Linnaeus Report Born in 1707 to a country parson in Rashult, southern Sweden, the young Linnaeus showed a keen interest in plants and flowers and by the age of eight, was given the nickname ‘the little botanist’. Linnaeus studied medicine, first at the University of Lund and then at the University of Uppsala. Medicine at this time was based on herbals so it meant he also studied plants. He shared his passion for plants with Olaf Celsius whom he met at Uppsala.
Linnaeus is most widely known for creating systems for naming and classifying plants and animals.
Realizing that new plants were being discovered faster than their relationships could be established, he first came up with a simple classification based upon the number of floral parts of each plant. This system remained popular into the nineteenth century. Gradually Linnaeus also developed a system of names in which each species of plant and animal had a genus (class or group) name followed by a specific name.

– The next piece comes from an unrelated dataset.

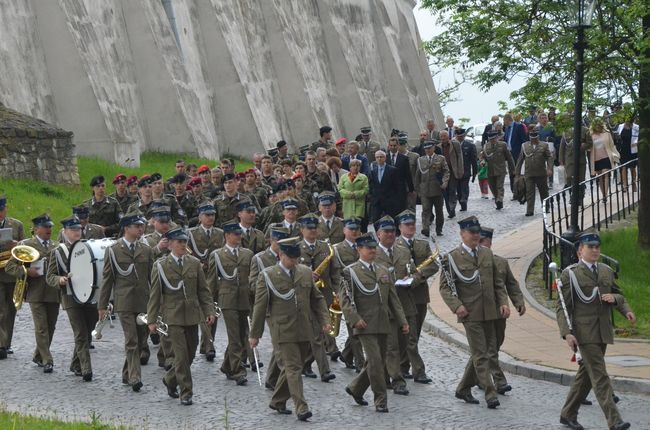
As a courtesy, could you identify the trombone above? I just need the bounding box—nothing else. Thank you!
[137,313,169,336]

For example, Plantago virginica and Plantago lanceolata were the names of two species of plantain (an herb).
Botanists agreed in 1905 to accept his Species plantarum (1753) and zoologists (scientists who study animals) agreed to accept his Systema naturae (1758) as the official starting points for scientific names of plants and animals. He was one of the most influential scientists of his time. His theory of classication allowed for clear and easy descriptions of plants, animals and minerals. So straightforward was his new naming system, it is still used by scientists today.